Expostos ao calor excessivo e armazenados em condições inadequadas, os medicamentos podem perder sua eficácia ou até representar riscos à saúde dos consumidores.
Em maio deste ano, a Direção Nacional de Vigilância Sanitária do Paraguai (Dinavisa) emitiu um alerta envolvendo medicamentos comercializados com os nomes Veltrane, Tirzepatide, Thera Tirzepatide, Tirzepatite Injection e Tirzegen.
Segundo o órgão paraguaio, esses produtos não possuem registro sanitário e podem conter substâncias potencialmente prejudiciais à saúde. A Dinavisa também alertou para a ausência de informações confiáveis sobre dosagem, composição e modo de preparo.
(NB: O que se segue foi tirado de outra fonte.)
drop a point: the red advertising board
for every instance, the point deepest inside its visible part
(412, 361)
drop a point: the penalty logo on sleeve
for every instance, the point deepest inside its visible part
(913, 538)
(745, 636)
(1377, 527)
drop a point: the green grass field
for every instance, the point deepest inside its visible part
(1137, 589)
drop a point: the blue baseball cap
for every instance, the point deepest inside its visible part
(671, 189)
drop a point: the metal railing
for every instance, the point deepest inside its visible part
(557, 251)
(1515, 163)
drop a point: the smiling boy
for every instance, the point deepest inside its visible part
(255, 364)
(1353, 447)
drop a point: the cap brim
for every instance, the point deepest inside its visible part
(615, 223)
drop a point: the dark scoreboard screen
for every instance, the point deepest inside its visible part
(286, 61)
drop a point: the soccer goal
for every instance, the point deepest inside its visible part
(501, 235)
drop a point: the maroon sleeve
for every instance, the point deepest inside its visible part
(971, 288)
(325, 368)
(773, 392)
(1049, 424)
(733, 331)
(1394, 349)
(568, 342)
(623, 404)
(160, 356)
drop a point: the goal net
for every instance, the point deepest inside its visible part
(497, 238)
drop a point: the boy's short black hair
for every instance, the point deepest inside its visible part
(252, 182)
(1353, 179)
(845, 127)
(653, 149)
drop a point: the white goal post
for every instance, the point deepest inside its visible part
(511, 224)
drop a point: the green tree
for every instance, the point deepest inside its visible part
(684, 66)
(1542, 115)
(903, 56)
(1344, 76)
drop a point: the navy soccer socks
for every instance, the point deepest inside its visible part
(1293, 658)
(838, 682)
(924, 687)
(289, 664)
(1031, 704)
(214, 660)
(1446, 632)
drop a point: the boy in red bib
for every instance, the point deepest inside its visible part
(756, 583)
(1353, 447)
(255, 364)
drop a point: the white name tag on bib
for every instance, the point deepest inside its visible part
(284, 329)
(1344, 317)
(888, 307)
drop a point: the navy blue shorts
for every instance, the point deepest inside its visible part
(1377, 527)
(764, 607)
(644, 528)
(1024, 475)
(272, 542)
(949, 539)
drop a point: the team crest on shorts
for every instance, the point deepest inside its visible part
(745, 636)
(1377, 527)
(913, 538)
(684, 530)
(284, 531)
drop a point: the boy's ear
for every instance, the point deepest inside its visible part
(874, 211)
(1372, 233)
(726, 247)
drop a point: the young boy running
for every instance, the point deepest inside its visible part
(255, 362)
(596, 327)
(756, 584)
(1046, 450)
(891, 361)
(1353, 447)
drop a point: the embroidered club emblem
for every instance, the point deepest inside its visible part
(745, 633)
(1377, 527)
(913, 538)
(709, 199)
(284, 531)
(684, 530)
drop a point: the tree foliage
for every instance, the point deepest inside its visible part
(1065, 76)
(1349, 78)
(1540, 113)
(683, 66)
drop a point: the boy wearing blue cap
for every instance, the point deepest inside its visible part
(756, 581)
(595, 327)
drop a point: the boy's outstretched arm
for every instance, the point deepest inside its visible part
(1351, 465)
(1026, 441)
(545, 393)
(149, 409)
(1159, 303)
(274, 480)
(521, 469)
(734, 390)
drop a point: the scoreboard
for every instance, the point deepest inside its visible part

Anvisa reforça fiscalização sobre medicamentos importados
A Agência Nacional de Vigilância Sanitária (Anvisa) reforça que medicamentos registrados em outros países não podem ser comercializados livremente no Brasil sem autorização específica. Da mesma forma, produtos aprovados pela agência brasileira não estão automaticamente autorizados para circulação em outros países.
Nos últimos meses, a Anvisa suspendeu a importação de diferentes medicamentos para emagrecimento e também publicou resoluções relacionadas à apreensão de canetas falsificadas encontradas no mercado nacional.
O crescimento expressivo do contrabando evidencia não apenas a alta demanda pelos tratamentos para perda de peso, mas também os riscos associados ao consumo de produtos sem procedência, sem controle sanitário e sem acompanhamento médico adequado.